Access to healthcare is profoundly unequal: its delivery is not based on need, but on the patient’s ability to pay. Successive governments, led by Labour and National, have created a two-tier system where the very rich can access the best care money can buy, while hundreds of thousands of working class people can no longer afford to see a doctor.
The identity politics promoted by Labour and its allies has played directly into the hands of the far-right. While starving healthcare services of funding and reducing workers’ ability to access them, Labour implemented “affirmative action” policies, including racial quotas to train more Māori and Pacific doctors, and using ethnic criteria to determine a patient’s place on a surgery waiting list.
Labour, the Greens, Te Pāti Māori and pseudo-left groups like the International Socialist Organisation (ISO) also defended race-based practices such as universities creating separate study spaces for Māori and Pacific students.
Against the ACT Party’s campaign, the opposition parties and the ISO are now advancing the slogan “Toitū te Tiriti” (honour the treaty) and presenting the Treaty of Waitangi as a progressive document that safeguards the rights of all Māori. It is nothing of the sort.

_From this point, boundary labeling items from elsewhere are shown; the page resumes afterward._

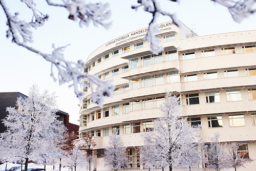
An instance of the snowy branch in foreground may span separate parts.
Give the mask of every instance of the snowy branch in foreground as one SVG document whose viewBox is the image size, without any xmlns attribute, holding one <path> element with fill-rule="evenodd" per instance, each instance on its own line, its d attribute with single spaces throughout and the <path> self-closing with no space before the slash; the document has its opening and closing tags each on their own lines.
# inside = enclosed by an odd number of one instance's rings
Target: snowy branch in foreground
<svg viewBox="0 0 256 171">
<path fill-rule="evenodd" d="M 32 11 L 32 19 L 28 23 L 18 18 L 18 13 L 12 15 L 4 0 L 0 0 L 0 5 L 7 19 L 7 25 L 9 27 L 7 31 L 7 37 L 12 38 L 12 41 L 20 46 L 27 50 L 35 53 L 45 58 L 52 64 L 51 76 L 55 81 L 58 80 L 59 84 L 64 83 L 72 82 L 69 86 L 73 86 L 74 92 L 77 96 L 81 99 L 83 94 L 80 91 L 80 87 L 86 85 L 82 81 L 86 78 L 90 82 L 92 82 L 97 86 L 96 92 L 92 90 L 93 102 L 97 103 L 100 107 L 103 105 L 103 97 L 111 96 L 114 89 L 114 86 L 110 81 L 103 81 L 96 76 L 90 75 L 83 73 L 86 67 L 82 60 L 77 62 L 67 61 L 64 58 L 62 52 L 66 47 L 55 48 L 51 54 L 44 53 L 39 50 L 33 48 L 28 43 L 33 41 L 32 28 L 36 29 L 44 25 L 47 20 L 49 16 L 43 14 L 35 8 L 35 4 L 33 0 L 20 0 L 25 3 L 28 8 Z M 46 0 L 50 6 L 66 8 L 69 12 L 69 18 L 74 20 L 79 20 L 79 25 L 88 26 L 92 22 L 95 26 L 98 25 L 103 26 L 106 28 L 110 27 L 110 23 L 105 23 L 104 21 L 109 18 L 111 12 L 108 9 L 108 4 L 102 3 L 86 4 L 82 0 L 62 1 L 62 4 L 54 4 L 50 0 Z M 54 75 L 54 70 L 57 69 L 58 75 Z"/>
</svg>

The treaty was instrumental in bringing capitalist property relations to New Zealand and facilitating the colonisation of the country. More recently, through the Waitangi Tribunal, it has served to enrich a layer of tribal capitalists and to sow divisions among workers.
The working class must reject the divisive politics of both sides in the official “debate.” Both the racist demagogy of the government and the identity politics of the Labour-led opposition are designed to pit workers against each other in a fight for access to diminishing public services, employment opportunities and other benefits.
The working class can only fight back against austerity and militarism if workers unite across all ethnicities and nationalities based on their common class interests, to put an end to the capitalist system, which is the source of social inequality, racism and imperialist war. This means taking up the struggle for socialist internationalism, by joining and fighting to build the Socialist Equality Group.